1 files changed, 371 insertions, 0 deletions
diff --git a/doc/development/database/batched_background_migrations.md b/doc/development/database/batched_background_migrations.md
new file mode 100644
index 00000000000..3a0fa77eff9
--- /dev/null
+++ b/doc/development/database/batched_background_migrations.md
@@ -0,0 +1,371 @@
+---
+type: reference, dev
+stage: Enablement
+group: Database
+info: "See the Technical Writers assigned to Development Guidelines: https://about.gitlab.com/handbook/engineering/ux/technical-writing/#assignments-to-development-guidelines"
+---
+
+# Batched background migrations
+
+Batched Background Migrations should be used to perform data migrations whenever a
+migration exceeds [the time limits](../migration_style_guide.md#how-long-a-migration-should-take)

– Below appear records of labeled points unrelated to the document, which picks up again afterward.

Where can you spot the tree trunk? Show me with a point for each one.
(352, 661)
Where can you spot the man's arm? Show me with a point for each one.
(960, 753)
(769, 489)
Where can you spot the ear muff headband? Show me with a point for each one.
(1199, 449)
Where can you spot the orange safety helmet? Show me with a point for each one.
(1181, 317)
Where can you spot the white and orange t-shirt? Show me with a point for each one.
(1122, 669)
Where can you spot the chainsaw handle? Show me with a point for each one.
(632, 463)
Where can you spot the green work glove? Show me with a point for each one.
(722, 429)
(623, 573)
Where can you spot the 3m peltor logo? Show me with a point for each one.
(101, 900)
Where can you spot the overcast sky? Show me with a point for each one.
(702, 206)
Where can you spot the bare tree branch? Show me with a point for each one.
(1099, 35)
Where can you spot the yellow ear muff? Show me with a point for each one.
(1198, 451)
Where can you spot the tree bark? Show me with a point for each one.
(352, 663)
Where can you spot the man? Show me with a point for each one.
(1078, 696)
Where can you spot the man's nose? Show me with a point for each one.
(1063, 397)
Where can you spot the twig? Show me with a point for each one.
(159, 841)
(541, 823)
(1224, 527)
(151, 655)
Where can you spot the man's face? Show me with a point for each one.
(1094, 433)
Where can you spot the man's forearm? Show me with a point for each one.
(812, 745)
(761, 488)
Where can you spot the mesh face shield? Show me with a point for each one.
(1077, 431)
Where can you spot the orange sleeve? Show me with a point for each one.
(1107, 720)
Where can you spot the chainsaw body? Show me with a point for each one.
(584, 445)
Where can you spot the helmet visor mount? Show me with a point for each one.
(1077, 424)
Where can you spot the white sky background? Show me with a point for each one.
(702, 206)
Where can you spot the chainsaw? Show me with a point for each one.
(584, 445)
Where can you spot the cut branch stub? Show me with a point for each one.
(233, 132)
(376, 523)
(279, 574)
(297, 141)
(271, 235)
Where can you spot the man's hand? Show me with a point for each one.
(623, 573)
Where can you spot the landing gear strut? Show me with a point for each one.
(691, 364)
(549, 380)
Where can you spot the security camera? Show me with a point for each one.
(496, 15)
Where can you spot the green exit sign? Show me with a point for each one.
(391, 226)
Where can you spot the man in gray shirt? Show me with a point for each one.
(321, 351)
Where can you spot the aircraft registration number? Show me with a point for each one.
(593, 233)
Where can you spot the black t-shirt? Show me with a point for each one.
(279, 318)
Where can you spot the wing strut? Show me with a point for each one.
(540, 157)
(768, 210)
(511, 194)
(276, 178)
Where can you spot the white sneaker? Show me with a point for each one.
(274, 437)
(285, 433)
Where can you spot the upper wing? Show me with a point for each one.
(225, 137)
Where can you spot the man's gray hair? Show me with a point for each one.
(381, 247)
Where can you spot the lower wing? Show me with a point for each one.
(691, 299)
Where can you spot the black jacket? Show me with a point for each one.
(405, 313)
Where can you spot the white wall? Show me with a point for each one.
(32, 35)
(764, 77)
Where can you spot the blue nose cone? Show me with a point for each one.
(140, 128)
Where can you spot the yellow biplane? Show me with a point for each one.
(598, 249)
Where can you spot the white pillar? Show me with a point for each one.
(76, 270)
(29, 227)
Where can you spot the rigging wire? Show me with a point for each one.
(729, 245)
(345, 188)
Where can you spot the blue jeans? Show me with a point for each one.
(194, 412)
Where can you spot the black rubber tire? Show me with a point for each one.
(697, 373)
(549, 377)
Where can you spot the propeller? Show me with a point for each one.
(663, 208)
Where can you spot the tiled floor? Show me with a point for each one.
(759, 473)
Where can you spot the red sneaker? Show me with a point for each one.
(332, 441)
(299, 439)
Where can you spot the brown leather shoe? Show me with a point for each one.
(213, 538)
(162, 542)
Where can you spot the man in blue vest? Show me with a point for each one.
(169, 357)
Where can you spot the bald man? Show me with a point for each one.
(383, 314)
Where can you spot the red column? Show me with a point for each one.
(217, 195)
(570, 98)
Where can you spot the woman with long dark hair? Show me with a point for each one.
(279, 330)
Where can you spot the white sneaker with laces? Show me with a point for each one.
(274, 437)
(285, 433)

+in our guidelines. For example, you can use batched background
+migrations to migrate data that's stored in a single JSON column
+to a separate table instead.
+
+## When to use batched background migrations
+
+Use a batched background migration when you migrate _data_ in tables containing
+so many rows that the process would exceed
+[the time limits in our guidelines](../migration_style_guide.md#how-long-a-migration-should-take)
+if performed using a regular Rails migration.
+
+- Batched background migrations should be used when migrating data in
+  [high-traffic tables](../migration_style_guide.md#high-traffic-tables).
+- Batched background migrations may also be used when executing numerous single-row queries
+  for every item on a large dataset. Typically, for single-record patterns, runtime is
+  largely dependent on the size of the dataset. Split the dataset accordingly,
+  and put it into background migrations.
+- Don't use batched background migrations to perform schema migrations.
+
+Background migrations can help when:
+
+- Migrating events from one table to multiple separate tables.
+- Populating one column based on JSON stored in another column.
+- Migrating data that depends on the output of external services. (For example, an API.)
+
+NOTE:
+If the batched background migration is part of an important upgrade, it must be announced
+in the release post. Discuss with your Project Manager if you're unsure if the migration falls
+into this category.
+
+## Isolation
+
+Batched background migrations must be isolated and can not use application code (for example,
+models defined in `app/models` except the `ApplicationRecord` classes).
+Because these migrations can take a long time to run, it's possible
+for new versions to deploy while the migrations are still running.
+
+## Accessing data for multiple databases
+
+Background Migration contrary to regular migrations does have access to multiple databases
+and can be used to efficiently access and update data across them. To properly indicate
+a database to be used it is desired to create ActiveRecord model inline the migration code.
+Such model should use a correct [`ApplicationRecord`](multiple_databases.md#gitlab-schema)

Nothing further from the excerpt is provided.